No – we certainly hope not. ‘Investing for impact’ as a principle intends to recognise a level of additionality and risk tolerance typically greater than ‘impact investing’, but anyone who considers themself an impact-minded capital provider along the full continuum of capital (e.g. foundations, impact funds, banks and financial institutions, corporate impact actors, public funders) is welcome in our network. This includes impact support organisations, service providers and social innovators of all sorts.
What is the difference between ‘impact investing’ and ‘investing for impact’?
‘Impact’ is the goal of both; ‘investing for impact’ is willing to take greater risks to get there and also includes the provision of grants, not just repayable finance.
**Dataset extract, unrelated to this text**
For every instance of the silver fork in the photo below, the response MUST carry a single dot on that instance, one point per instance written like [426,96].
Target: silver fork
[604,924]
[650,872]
Investing for impact includes additionality as part of its strategy, signaling a great level of investor financial and non-financial contribution.
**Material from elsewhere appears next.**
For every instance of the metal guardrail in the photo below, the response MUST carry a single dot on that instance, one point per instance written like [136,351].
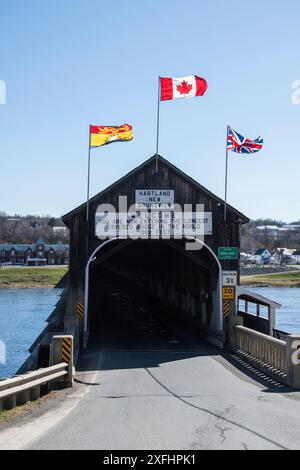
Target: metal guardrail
[266,352]
[24,388]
What is the link between ‘investing for impact’ and ‘venture philanthropy’?
Both strategies refer to the deployment of capital through grants, loans, equity or hybrid financial instruments intended to generate a positive social and environmental impact. Both strategies have a strong focus on impact measurement and management, coupling the provision of flexible and patient capital with non-financial support.
Impact Europe decided to change our name -- we were formerly known as EVPA, the European Venture Philanthropy Association) -- removing the explicit reference to venture philanthropy for reasons related to this link. The concept of venture philanthropy evolved – in certain contexts – not necessarily in sync with EVPA’s narrative, sometimes being associated just with strategic philanthropy, whereas it has always been about social investment as well. To make sure to keep representing the entire spectrum of impact capital, Impact Europe went for this rebranding.
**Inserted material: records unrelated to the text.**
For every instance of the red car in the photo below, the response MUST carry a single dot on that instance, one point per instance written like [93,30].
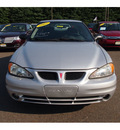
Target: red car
[110,32]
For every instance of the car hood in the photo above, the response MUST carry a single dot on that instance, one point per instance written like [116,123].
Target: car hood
[60,55]
[110,33]
[10,34]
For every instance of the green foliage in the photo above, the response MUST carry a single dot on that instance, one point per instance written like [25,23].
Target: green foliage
[36,14]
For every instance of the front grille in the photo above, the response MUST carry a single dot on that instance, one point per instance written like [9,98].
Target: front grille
[55,75]
[48,75]
[62,100]
[74,75]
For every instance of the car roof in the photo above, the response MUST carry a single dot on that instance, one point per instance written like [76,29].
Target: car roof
[60,20]
[17,23]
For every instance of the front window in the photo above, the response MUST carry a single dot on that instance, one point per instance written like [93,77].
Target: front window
[109,27]
[14,28]
[61,31]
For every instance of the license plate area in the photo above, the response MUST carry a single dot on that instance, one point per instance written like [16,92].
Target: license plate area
[61,91]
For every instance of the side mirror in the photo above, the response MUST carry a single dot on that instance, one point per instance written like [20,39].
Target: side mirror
[98,37]
[23,36]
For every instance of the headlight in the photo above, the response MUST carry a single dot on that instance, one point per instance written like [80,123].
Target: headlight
[104,71]
[104,37]
[18,71]
[16,38]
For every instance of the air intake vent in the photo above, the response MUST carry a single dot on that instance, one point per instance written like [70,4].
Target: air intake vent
[48,75]
[74,75]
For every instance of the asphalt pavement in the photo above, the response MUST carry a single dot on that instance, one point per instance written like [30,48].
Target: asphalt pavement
[12,111]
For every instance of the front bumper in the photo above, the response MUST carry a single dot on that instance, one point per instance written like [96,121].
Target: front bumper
[61,92]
And what about ‘traditional investing’ and ‘ESG investing’?
‘Traditional investing’ doesn’t aim for impact. ‘ESG investing’ incorporates Environmental, Social, and Governance factors into the investment decision-making process and is mostly used as a strategy to mitigate risks for investors.
How has the term ‘investing for impact’ evolved over time?
Our Impact Strategy Paper of 2019 articulated investing for impact as “Supporting and co-developing innovative solutions to pressing social issues, taking on risks that no other actor in the market can take – or is willing to take.” The same year, members and the board endorsed a Charter for Investors for Impact, which collected 10 principles involved in the approach. These publications remain relevant today. But their reception in a growing ecosystem complicated the evolution of the term. Our classification was perceived by some investors as judgmental, as it portrayed an opposition between ‘impact investing’ and ‘investing for impact’ some stakeholders no longer saw as fit for purpose. Today, we include ‘additional impact investing’ within ‘impact investing’ and ‘investing for impact’ – and if this sounds complicated, the image of the spectrum above paints a clearer picture. Notably, the term encompasses both catalytic grantmaking and additional impact investing.
I don’t see ‘investing for impact’ in what I do – is there still a place for me in the Impact Europe network?
Absolutely. There are many members of our network who wouldn’t use ‘investing for impact’ to describe their organisation’s mission or activities – and we welcome that diversity. And we’d welcome the chance to talk to you about membership.